Is the cap a way to prevent a WhatsApp monopoly in the payments space?
There's something magical about leg spinners, the way they toss the ball, make it turn away from the batsmen after tempting them to come down the track—only to get stumped. Jitendra Gupta decodes the magic by pointing out something else: And there’s the googly, the wrong’un that spins towards the batsmen like an off-break.
Googlies, points out Gupta, are bowled off the field as well. It seems like that's what the National Payments Corporation of India (NPCI), the umbrella organisation that operates the Unified Payments Interface (UPI), has done; it has capped the total volume of transactions processed via UPI by third-party app providers at 30 percent.
“Everybody got it wrong by thinking that it will benefit WhatsApp,” smiles Gupta, founder of digital banking startup Jupiter Money, and former managing director of PayU India. The announcement came on the same day WhatsApp Pay got the go-ahead to move out of beta mode and launch on UPI in a ‘graded manner’.

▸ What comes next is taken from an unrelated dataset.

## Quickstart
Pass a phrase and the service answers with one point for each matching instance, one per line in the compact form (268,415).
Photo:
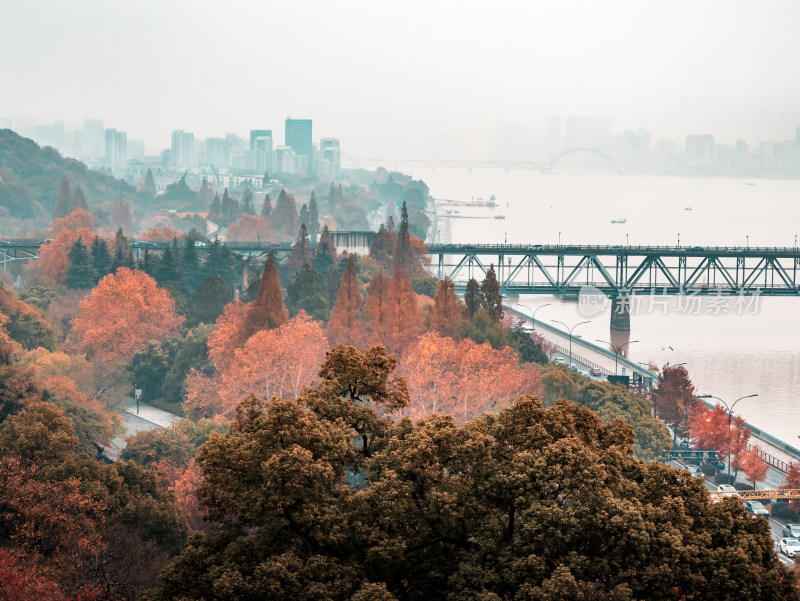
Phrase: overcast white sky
(403,79)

With UPI reaching 2 billion transactions a month, NPCI underlined in a media release that it has put a 30 percent cap. “It will help address the risks and protect the UPI ecosystem as it further scales up,” NPCI added. The cap will be calculated on the basis of total volume of transactions processed in UPI during the preceding three months (on a rolling basis). The existing third-party app providers exceeding the specified cap will have a period of two years from January 2021 to comply in a phased manner, the release explained. NPCI is yet to reply to an email sent by Forbes India, seeking the rationale for the cap.